Will browsing through my attendance on my schools registration system, I started playing with the URL so I could see the data I wanted, through doing this I noticed so major SQL injection vulnerabilities that gave me the ability to alter the data and view other students.<p>Given the cases of this backfiring on the person who reports it; what should I do?
======
tptacek
What you did was unlawful. Had you downloaded the software they were using and
tested it yourself, you'd have been fine. But testing live web applications
that other people operate is dangerous.

Speaking from the vantage point of someone who tests applications for a living
and helps manage many tens of concurrent projects: it is surprisingly easy to
crash a site by dicking around with URLs trying to find SQL injections (here's
a classic example: some other part of the system you weren't aware of caches
every hit to the URL you're testing and displays a result based on it to users
elsewhere; your query generates an exception, bang, feature dead).

If you noodle around with someone's application just to see how riddled with
SQL injections it is, and you blow up their app, there's a decent change your
actions were tortious. You can get sued. Nobody will care about your
intentions; everyone (at least, everyone who matters) will tell you you
shouldn't have been testing to begin with.

I think you're in a bit of a pickle, because I think it's also unethical to
sit on your hands if you know a firm is putting its users at risk by fielding
a comically insecure application.

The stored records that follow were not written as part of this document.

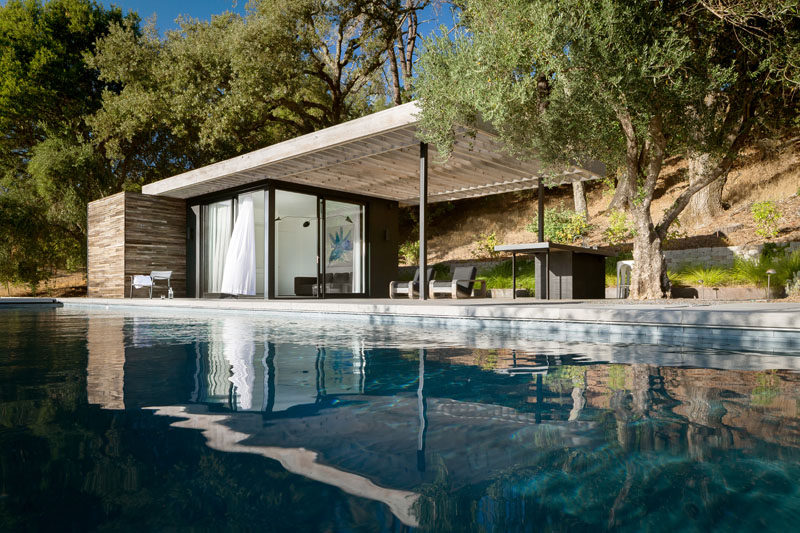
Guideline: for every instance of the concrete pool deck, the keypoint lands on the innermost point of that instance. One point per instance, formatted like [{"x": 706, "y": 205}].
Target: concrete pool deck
[{"x": 772, "y": 316}]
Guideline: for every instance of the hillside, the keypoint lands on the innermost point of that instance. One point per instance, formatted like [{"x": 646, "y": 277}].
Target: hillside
[{"x": 763, "y": 173}]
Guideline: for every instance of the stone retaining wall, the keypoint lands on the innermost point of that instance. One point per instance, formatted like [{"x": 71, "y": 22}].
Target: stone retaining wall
[{"x": 721, "y": 256}]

I'm on the side of "report anonymously".
It's obviously possible to do this safely if you try hard enough, but I don't
even think you need to try that hard.

A growing number of US companies, most notably Google and Facebook, now reward
people who find vulnerabilities on their sites. They've deliberately made it
much harder to grief people who test them for vulnerabilities. This is a trend
you could reward by giving them more of your business.

------
czbond
Do not report it at all - even anonymously! My friends wife works for one of
the top digital forensics firms in the US (they're who lawyers use to
understand what happened and when). He's told me too many unfortunate cases
where people reported items likes this to Fortune 500 companies, that were
then prosecuted harshly. I have issues with it - but it's how the world works.
I would stay away from it.

------
dokem
I wouldn't even attempt to report it anonymously.

I found something similar on one of my schools internal sites, there was even
a disclaimer that said something along the lines of 'Please don't enter any
semicolons or quotation marks...'. I just walked away from it. It's not worth
getting in trouble because, for some reason, schools hire incredibly shitty
web developers.

------
projuce
You should check if the software is listed on the bugcrowd bug bounty list.
Its a list of websites and software which accept responsible disclosure of
security issues.

[http://bugcrowd.com/list-of-bug-bounty-programs/](http://bugcrowd.com/list-
of-bug-bounty-programs/)

If you can't find it there you should send them an email and suggest they add
it.

------
t0
Report it anonymously.